Adegan minum-minum Zoro dan Nami pada episode 5 tadinya saya pikir dimaksudkan jadi latar hilangnya keraguan Marimo pada Cat Burglar — sebelum menyaksikan di episode mendatang di mana tetap ditunjukkan Zoro yang curigaan, awak paling strict dalam urusan bermain-perompak ini.

Pendekatan berbeda dalam perpisahan Sanji dan Zeff masih cukup emosional, yang entah mengapa selain tetap memuaskan dengan caranya, juga justru bikin saya senang ia tidak diadaptasi 1:1 — menyisakan ruang untuk epiknya momen yang sama di manga dan anime. Pendekatannya di sini pun terasa lebih cocok untuk penonton internasional. Meskipun saya rasa itu bakal lebih baik lagi bila diisi dengan pelukan erat-hangat terakhir antara keduanya, seraya berimbey air mata, selagi berkelebat flashback saat pertama Zeff memeluk Sanji yang juga momen yang sama saat dia menyelamatkan nyawa si bocah. Ah.

Perubahan-perubahannya setidaknya diikuti perangkaian antartitik yang rapi, terus menyiratkan adanya peningkatan per dua episode — selain memang cerita yang terus berekskalasi. Tren menanjak yang kelak, syukurlah, juga dipertahankan pada episode 7 dan finale.
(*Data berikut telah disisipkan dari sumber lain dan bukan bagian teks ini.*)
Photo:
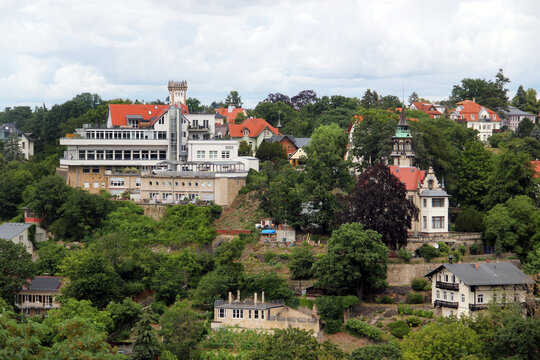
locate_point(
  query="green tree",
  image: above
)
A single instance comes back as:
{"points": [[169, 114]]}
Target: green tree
{"points": [[92, 277], [233, 99], [182, 329], [301, 262], [51, 256], [513, 176], [146, 346], [325, 171], [439, 341], [244, 149], [15, 270], [378, 351], [177, 274], [270, 151], [356, 260], [293, 344], [379, 202], [372, 136], [475, 167], [12, 150]]}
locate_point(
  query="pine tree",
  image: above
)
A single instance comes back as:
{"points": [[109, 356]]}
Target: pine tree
{"points": [[146, 345], [12, 151]]}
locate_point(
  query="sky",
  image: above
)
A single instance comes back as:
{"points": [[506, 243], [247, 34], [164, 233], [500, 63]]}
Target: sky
{"points": [[54, 50]]}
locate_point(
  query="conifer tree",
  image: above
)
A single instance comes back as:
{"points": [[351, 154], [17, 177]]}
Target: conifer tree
{"points": [[146, 345]]}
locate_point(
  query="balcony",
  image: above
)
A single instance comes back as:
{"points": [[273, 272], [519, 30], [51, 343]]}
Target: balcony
{"points": [[477, 307], [447, 286], [450, 304]]}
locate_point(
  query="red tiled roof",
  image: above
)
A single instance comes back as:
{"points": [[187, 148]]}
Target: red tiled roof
{"points": [[410, 176], [149, 113], [254, 125], [230, 116], [472, 108]]}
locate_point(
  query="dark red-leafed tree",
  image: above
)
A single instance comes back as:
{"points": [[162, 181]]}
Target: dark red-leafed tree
{"points": [[379, 202]]}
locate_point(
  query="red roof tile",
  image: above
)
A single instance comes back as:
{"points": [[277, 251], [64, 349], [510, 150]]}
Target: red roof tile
{"points": [[472, 108], [254, 125], [410, 176], [230, 115], [149, 113]]}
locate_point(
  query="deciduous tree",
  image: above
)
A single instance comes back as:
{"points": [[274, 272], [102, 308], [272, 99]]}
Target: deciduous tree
{"points": [[379, 202]]}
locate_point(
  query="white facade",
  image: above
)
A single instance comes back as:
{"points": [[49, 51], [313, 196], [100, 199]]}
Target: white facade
{"points": [[455, 296]]}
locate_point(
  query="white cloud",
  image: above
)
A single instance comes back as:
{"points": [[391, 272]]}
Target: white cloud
{"points": [[54, 50]]}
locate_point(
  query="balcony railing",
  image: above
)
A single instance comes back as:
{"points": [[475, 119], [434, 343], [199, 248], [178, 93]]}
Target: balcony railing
{"points": [[443, 303], [447, 286], [477, 306]]}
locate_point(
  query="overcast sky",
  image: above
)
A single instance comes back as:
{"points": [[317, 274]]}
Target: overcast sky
{"points": [[54, 50]]}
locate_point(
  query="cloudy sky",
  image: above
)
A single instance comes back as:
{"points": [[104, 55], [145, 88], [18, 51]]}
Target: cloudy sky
{"points": [[52, 50]]}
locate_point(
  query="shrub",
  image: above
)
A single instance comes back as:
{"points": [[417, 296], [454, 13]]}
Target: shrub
{"points": [[428, 252], [385, 300], [332, 326], [444, 249], [378, 351], [405, 310], [419, 284], [414, 298], [470, 220], [413, 321], [405, 255], [399, 329], [362, 329], [269, 257]]}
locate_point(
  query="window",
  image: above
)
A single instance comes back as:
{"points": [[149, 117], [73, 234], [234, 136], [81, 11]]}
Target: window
{"points": [[238, 314], [438, 222], [437, 202]]}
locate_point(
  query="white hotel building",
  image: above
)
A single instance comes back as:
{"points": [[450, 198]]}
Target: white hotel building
{"points": [[142, 142]]}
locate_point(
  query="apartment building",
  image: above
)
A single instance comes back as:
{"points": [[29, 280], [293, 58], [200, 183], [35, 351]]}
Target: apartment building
{"points": [[140, 142]]}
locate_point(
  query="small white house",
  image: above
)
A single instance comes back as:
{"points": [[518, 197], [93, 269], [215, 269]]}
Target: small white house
{"points": [[19, 233], [462, 289]]}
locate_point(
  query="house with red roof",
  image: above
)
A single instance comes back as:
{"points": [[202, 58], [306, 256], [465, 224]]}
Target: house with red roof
{"points": [[423, 187], [426, 108], [230, 113], [253, 131], [477, 117]]}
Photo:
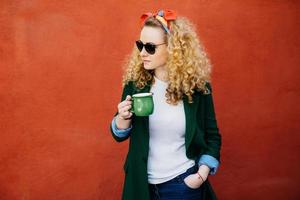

mau bikin caption lucu soal Mihawk, tapi nggak ada deng, liat aja tuh tweet aktornya udah ngaco bat

(-) lainnya:

  • Akan lebih lucu (dan realistis) bila ditampilkan ngaco-nya Straw Hats berlayar di kapal saat kehilangan Nami — sekalian menegaskan krusialnya peran nama terakhir di kapal.
  • Ini harusnya jadi momen Sanji ikut mengobarkan sumpahnya, lebih mendalam pada motif mengapa ia gabung Luffy cs. Tapi ya udahlah. (Karena ini sebetulnya poin yang sama dengan poin (-) terakhir di episode sebelumnya)

(+) lainnya:

  • Transisi dari shot sepatu saat Zoro terkapar sekarat menuju shot sepatu Mihawk yang sedang rilaks di ruangannya Garp. Serial ini banyak menggunakan transisi mantap, ya ini, salah satu contoh saja.
  • Shahahaha!”
  • Shidiots!” whatever that means.
  • Yang dimaksud Buggy dengan dia punya mata dan telinga di mana-mana itu ternyata harfiah. Tai.
  • Ahaa, Stereooo!”
  • Sinematografi, terutama komposisi shot yang mereplikasi manga-nya, atau shot dengan angle/momen apa pun yang diikuti musiknya yang menyeruak masuk. Ya, ini poin terkuat di banyak episode.
  • Entah mengapa saya baru menyadari Koby (dan Helmeppo sampai taraf tertentu) bisa dibaca sebagai figur cucu yang diimpikan Garp. Betul, live-action selain me-refresh juga turut membantu orang lama macam kita ini mendapati ‘penemuan’ baru, seremeh apa pun.
  • Zeff muda membawa berbagai bumbu ke mana-mana layaknya amunisi. True captain of Cook Pirates.
  • Tough love-nya Zeff setidaknya cukup tersampaikan.
  • Saya kerap melewatkan dialog-dialog mantap, kadang baru ngeh pas rewatch, semisal “Quitting is staying!” Dammit, Zeff. No need to attack me too.
  • Dihilangkannya Luffy vs Krieg, sekalian menarik Arlong ke sini, juga tak melulu negatif. Untuk pertama kalinya dalam serial ini, selain kekalahan Zoro yang merupakan canon, Luffy juga kalah. Jadi rangkaian dua episode penting untuk menunjukkan kalau Straw Hats tak terus-terusan menang petantang-petenteng sampai ke Grand Line.